Berkin Elvan için Allah’tan rahmet, yakınlarına, sevenlerine ve Türk Ulusuna başsağlığı ve sabırlar diliyorum. Haberi aldığım gün Almanya’nın Karlsruhe şehrindeydim. Akşamına Stuttgart’ta konferansım vardı. Yaklaşık öğle saatlerinde Stuttgart’tan aradılar ve saat 18:30’da açık havada ve bir meydanda ADD ve TGB olarak Berkin için ortak bir anma töreni planladıklarını katılıp/katılamayacağımı ve konuşma yapıp/yapamayacağımı sordular. Hiç tereddütsüz kabul ettim ve erken yola çıktım.

Ertesi günü Berkin’in cenaze törenine İstanbul’da milyonlar katıldı, yaşam durdu ve sonrasında Türkiye’nin her yeri eylemlere, çatışmalara sahne oldu ve birisi polisimiz olmak üzere iki canımızı, iki yurttaşımızı daha kaybettik.
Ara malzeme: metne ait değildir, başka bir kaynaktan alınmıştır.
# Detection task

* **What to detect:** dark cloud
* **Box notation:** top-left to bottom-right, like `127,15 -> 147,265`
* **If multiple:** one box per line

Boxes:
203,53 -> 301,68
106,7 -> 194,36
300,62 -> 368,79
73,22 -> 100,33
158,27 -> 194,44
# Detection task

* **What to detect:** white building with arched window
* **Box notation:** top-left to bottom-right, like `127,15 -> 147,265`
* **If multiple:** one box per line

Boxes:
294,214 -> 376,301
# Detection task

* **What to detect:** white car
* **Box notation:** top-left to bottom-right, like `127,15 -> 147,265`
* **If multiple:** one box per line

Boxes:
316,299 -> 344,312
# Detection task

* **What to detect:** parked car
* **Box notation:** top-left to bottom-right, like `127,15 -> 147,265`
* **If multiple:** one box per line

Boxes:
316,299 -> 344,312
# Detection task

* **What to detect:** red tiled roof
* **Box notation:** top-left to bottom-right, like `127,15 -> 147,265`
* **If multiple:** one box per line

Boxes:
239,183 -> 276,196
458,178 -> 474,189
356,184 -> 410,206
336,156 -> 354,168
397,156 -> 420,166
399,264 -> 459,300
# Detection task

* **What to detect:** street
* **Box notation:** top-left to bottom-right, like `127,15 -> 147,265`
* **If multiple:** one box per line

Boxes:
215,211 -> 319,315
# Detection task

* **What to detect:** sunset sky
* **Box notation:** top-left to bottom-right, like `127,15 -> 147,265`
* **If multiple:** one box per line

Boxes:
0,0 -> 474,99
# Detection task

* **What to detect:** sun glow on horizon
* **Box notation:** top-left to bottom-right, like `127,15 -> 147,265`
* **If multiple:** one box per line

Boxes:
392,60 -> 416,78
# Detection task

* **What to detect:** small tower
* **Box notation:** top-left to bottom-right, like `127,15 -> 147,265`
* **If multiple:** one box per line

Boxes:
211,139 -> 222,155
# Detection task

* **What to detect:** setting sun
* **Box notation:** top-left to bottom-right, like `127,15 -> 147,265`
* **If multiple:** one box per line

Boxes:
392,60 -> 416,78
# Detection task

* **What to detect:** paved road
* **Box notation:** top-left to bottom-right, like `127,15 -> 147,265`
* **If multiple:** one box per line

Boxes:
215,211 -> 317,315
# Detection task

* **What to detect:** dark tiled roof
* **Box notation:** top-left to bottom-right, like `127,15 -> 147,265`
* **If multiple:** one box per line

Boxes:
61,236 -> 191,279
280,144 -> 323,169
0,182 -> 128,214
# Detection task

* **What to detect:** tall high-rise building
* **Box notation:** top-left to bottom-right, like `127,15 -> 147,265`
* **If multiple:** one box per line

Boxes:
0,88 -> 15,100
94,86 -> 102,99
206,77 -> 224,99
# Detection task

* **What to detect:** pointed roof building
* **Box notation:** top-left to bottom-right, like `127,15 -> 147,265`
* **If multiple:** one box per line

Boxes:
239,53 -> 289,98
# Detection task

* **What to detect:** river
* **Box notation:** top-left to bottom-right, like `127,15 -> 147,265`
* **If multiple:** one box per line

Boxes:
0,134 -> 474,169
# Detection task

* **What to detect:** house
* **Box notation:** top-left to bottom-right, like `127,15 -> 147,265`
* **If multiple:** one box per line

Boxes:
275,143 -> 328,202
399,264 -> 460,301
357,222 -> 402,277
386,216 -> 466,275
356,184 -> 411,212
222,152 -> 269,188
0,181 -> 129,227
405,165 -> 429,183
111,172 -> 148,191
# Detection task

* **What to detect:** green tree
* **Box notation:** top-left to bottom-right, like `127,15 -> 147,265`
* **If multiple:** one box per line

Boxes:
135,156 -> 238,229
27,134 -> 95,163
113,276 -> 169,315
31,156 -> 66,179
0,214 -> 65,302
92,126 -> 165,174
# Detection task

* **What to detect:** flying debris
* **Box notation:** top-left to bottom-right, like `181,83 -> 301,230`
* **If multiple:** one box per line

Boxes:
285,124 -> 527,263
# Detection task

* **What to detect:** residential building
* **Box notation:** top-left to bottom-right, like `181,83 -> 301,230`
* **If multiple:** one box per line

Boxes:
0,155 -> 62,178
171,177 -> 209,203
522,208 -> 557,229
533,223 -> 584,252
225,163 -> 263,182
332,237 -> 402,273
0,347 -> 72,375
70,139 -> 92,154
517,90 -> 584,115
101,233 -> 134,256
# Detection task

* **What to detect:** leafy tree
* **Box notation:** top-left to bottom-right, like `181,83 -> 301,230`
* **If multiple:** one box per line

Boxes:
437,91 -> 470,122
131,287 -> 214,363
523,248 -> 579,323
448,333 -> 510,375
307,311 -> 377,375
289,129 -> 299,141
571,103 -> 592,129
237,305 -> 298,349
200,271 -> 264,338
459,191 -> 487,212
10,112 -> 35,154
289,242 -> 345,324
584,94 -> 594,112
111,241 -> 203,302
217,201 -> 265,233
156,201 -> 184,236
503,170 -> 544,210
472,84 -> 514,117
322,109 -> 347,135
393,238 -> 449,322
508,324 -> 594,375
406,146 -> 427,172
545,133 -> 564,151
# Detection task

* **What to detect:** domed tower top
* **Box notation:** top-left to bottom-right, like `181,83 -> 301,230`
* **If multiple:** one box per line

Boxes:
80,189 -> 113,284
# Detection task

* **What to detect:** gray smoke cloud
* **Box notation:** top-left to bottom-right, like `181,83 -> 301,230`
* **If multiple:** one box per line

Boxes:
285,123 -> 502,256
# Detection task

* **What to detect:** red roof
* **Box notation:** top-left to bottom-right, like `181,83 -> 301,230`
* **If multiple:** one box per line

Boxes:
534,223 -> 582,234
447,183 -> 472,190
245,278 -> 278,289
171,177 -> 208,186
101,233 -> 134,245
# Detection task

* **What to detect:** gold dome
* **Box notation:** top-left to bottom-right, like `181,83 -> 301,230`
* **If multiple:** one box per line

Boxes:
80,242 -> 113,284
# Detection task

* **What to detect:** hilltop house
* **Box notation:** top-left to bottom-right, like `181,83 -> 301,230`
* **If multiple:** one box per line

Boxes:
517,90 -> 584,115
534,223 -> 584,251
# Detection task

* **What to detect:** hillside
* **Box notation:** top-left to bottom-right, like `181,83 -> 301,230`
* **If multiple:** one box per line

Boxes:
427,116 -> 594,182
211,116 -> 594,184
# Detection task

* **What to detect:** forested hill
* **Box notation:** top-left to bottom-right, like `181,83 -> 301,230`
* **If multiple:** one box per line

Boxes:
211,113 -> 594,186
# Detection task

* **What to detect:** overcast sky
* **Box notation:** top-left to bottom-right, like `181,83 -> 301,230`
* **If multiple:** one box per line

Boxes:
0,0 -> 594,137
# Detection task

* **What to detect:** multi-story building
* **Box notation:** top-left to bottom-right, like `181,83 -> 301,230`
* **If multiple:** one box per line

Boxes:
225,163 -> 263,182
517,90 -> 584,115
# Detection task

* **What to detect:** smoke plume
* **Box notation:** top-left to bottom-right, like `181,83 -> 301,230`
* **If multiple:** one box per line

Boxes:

Burak Can Karamanoğlu ve Polis memuru Ahmet Küçüktağ’a da Allah’tan rahmet, yakınlarına, sevenlerine ve Milletimize başsağlığı ve sabırlar diliyorum.

Olayların ardından özellikle sosyal medyada Berkin’in cenazesinin fazla abartıldığı, törende Türk Bayrağının olmadığı, mezhepsel ve özellikle de etnik kökeni üzerinden yoğun eleştirilerin olduğunu görüyorum.

Ben Türküm

Ben Türküm ve Türk olmaktan onur duyuyorum. Ama Türk olmayan ve kendisini Türk olarak tanımlamayanlara karşı da düşman değilim. Atatürk’ün “Türkiye Cumhuriyetini kuran Türkiye halkına Türk Milleti denir” özlü sözüne yürekten inanıyorum. Atatürk’ün bu veciz sözünde somutlaşan Türk Ulusal kimliği; Türk, Kürt, Çerkez, Arap, Boşnak, Arnavut, Gürcü, Laz, Ermeni, Rum, Musevi ve Süryani başta olmak üzere bir sürü etnik alt kimliği kapsar ve kucaklar. Dünyada bundan daha modern, barışsever ve çağdaş ulusal kimlik tanımı olduğunu görmedim.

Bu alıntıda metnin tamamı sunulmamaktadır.